Le bisaïeulpage 3 / 4
- C'est grave tout cela, dit le bisaïeul d'un air très sérieux. Cela me fait penser à une bonne vieille horloge, comme on en fabrique à Bornholmy, qui était chez mes parents, elle était enfermée dans un meuble en bois de chêne et marchait à l'aide de poids. Elle non plus n'allait pas toujours bien exactement, mais on ne s'en préoccupait pas. Nous regardions le cadran et nous avions foi en lui. Nous n'apercevions que lui, et l'on ne voyait rien des roues et des poids. C'est de même que marchaient le gouvernement et la machine de l'État. On avait pleine confiance en elle et on ne regardait que le cadran. Aujourd'hui c'est devenu une horloge de verre, le premier venu observe les mouvements des roues et y trouve à redire, on entend le frottement des engrenages, on se demande si les ressorts ne sont pas usés et ne vont pas se briser. On n'a plus la foi, c'est là la grande faiblesse du temps présent. Et le bisaïeul continua ainsi pendant longtemps jusqu'à ce qu'il arrivât à se fâcher complètement, bien que Frédéric finît par ne plus le contredire. Cette fois, ils se quittèrent en se boudant presque, mais il n'en fut pas de même lorsque Frédéric s'embarqua pour l'Amérique où il devait aller veiller à de grands intérêts de notre maison. La séparation fut douloureuse, s'en aller si loin, au-delà de l'océan, braver flots et tempêtes.

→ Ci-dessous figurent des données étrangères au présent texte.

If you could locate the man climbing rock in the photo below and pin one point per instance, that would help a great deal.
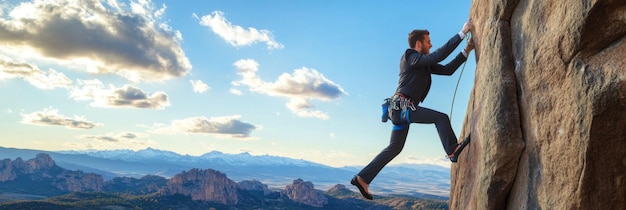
(416, 67)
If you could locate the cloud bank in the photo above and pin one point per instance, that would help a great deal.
(32, 74)
(236, 35)
(226, 126)
(302, 86)
(50, 116)
(126, 96)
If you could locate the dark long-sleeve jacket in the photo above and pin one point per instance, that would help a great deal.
(416, 69)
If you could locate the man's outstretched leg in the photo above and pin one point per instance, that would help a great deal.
(396, 143)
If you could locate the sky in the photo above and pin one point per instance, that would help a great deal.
(297, 79)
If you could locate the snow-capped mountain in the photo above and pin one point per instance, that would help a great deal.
(216, 157)
(409, 179)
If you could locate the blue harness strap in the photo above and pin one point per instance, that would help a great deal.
(400, 127)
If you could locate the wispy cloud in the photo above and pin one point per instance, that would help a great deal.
(112, 137)
(126, 96)
(199, 86)
(441, 161)
(236, 35)
(122, 140)
(226, 126)
(302, 86)
(32, 74)
(113, 38)
(50, 116)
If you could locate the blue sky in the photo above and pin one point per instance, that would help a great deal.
(299, 79)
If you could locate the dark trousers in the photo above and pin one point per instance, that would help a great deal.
(398, 138)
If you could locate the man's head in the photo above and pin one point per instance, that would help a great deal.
(419, 40)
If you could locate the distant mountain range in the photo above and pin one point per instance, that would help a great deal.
(417, 180)
(39, 183)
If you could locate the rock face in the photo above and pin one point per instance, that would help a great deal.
(206, 185)
(43, 170)
(304, 192)
(548, 110)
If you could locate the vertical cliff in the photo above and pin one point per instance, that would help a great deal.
(547, 113)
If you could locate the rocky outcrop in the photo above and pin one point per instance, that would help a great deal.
(254, 185)
(547, 112)
(206, 185)
(304, 192)
(43, 170)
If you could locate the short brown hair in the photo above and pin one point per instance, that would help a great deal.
(417, 35)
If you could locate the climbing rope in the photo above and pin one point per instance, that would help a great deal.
(458, 81)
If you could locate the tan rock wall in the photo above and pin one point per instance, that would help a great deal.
(548, 109)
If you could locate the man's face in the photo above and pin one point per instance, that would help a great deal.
(424, 46)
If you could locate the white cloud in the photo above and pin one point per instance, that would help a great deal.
(442, 161)
(124, 97)
(199, 86)
(226, 126)
(87, 35)
(237, 35)
(32, 74)
(50, 116)
(235, 91)
(302, 86)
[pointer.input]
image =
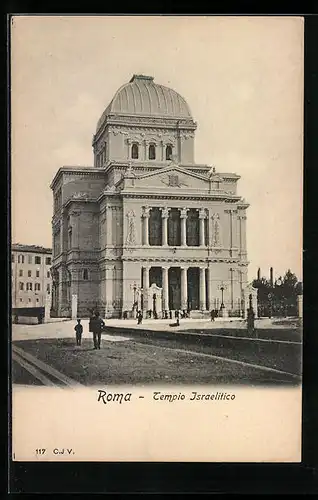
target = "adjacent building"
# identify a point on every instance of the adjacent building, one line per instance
(31, 276)
(146, 227)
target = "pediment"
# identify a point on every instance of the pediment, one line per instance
(173, 178)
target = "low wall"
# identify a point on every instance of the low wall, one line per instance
(279, 355)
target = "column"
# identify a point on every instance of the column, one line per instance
(145, 271)
(202, 289)
(162, 146)
(202, 216)
(232, 228)
(183, 218)
(146, 215)
(128, 152)
(74, 223)
(232, 287)
(243, 230)
(165, 216)
(165, 288)
(184, 288)
(109, 216)
(210, 224)
(145, 150)
(209, 305)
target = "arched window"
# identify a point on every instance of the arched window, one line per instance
(169, 152)
(152, 152)
(134, 151)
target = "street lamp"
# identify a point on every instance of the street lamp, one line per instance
(222, 287)
(135, 289)
(278, 284)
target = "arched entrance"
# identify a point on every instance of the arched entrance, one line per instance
(174, 288)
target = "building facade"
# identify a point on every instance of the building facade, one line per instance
(146, 227)
(30, 274)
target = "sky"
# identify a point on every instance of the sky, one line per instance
(242, 78)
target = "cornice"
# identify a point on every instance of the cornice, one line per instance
(187, 260)
(180, 196)
(74, 170)
(144, 122)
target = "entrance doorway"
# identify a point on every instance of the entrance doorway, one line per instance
(193, 288)
(174, 275)
(155, 276)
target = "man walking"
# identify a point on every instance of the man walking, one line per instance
(96, 326)
(79, 331)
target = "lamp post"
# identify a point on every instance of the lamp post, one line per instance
(134, 288)
(222, 287)
(278, 284)
(223, 311)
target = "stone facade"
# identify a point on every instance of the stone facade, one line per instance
(146, 227)
(31, 281)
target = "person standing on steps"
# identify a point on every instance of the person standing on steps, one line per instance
(96, 327)
(79, 331)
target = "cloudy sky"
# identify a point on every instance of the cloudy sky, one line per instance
(241, 76)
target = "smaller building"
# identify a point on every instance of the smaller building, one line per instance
(31, 275)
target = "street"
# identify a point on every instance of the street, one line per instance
(47, 355)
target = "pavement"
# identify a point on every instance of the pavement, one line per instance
(65, 328)
(197, 351)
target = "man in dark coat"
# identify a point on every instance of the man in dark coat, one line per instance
(96, 327)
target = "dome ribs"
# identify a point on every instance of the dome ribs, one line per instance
(142, 96)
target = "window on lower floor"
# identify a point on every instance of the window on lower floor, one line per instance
(169, 152)
(134, 151)
(155, 227)
(152, 152)
(174, 228)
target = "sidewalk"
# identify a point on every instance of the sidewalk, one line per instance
(65, 328)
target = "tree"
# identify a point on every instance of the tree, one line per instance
(281, 298)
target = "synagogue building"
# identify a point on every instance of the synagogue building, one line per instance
(146, 228)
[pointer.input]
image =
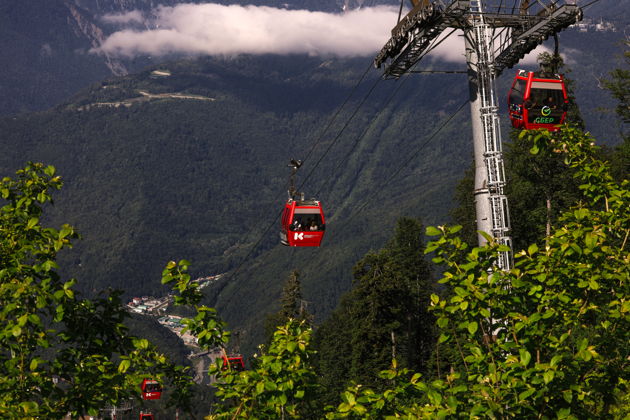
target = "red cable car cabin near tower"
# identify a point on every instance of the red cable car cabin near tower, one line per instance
(303, 223)
(537, 101)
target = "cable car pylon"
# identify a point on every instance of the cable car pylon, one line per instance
(517, 31)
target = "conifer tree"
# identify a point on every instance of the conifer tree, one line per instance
(292, 306)
(383, 317)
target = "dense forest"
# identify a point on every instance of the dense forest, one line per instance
(187, 160)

- Tranquillise-toi, dit Frédéric au bisaïeul qui retenait ses larmes, tous les quinze jours vous recevrez une lettre de moi, et je te réserve une surprise. Tu auras de mes nouvelles par le télégraphe, on vient de terminer la pose du câble transatlantique. En effet, lorsqu'il s'embarqua en Angleterre, une dépêche vint nous apprendre que son voyage se passait bien, et, au moment où il mit le pied sur le nouveau continent, un message de lui nous parvint traversant les mers plus rapidement que la foudre.
- Je n'en disconviendrai pas, dit le bisaïeul, cette invention renverse un peu mes idées, c'est une vraie bénédiction pour l'humanité, et c'est au Danemark qu'on a précisément découvert la force qui agit ainsi. Je l'ai connu, Christian Oersted, qui a trouvé le principe de l'électromagnétisme, il avait des yeux aussi doux, aussi profonds que ceux d'un enfant, il était bien digne de l'honneur que lui fit la nature en lui laissant deviner un de ses plus intimes secrets. Dix mois se passèrent, lorsque Frédéric nous manda qu'il s'était fiancé là-bas avec une charmante jeune fille, dans la lettre se trouvait une photographie. Comme nous l'examinâmes avec empressement ! Le bisaïeul prit sa loupe et la regarda longtemps.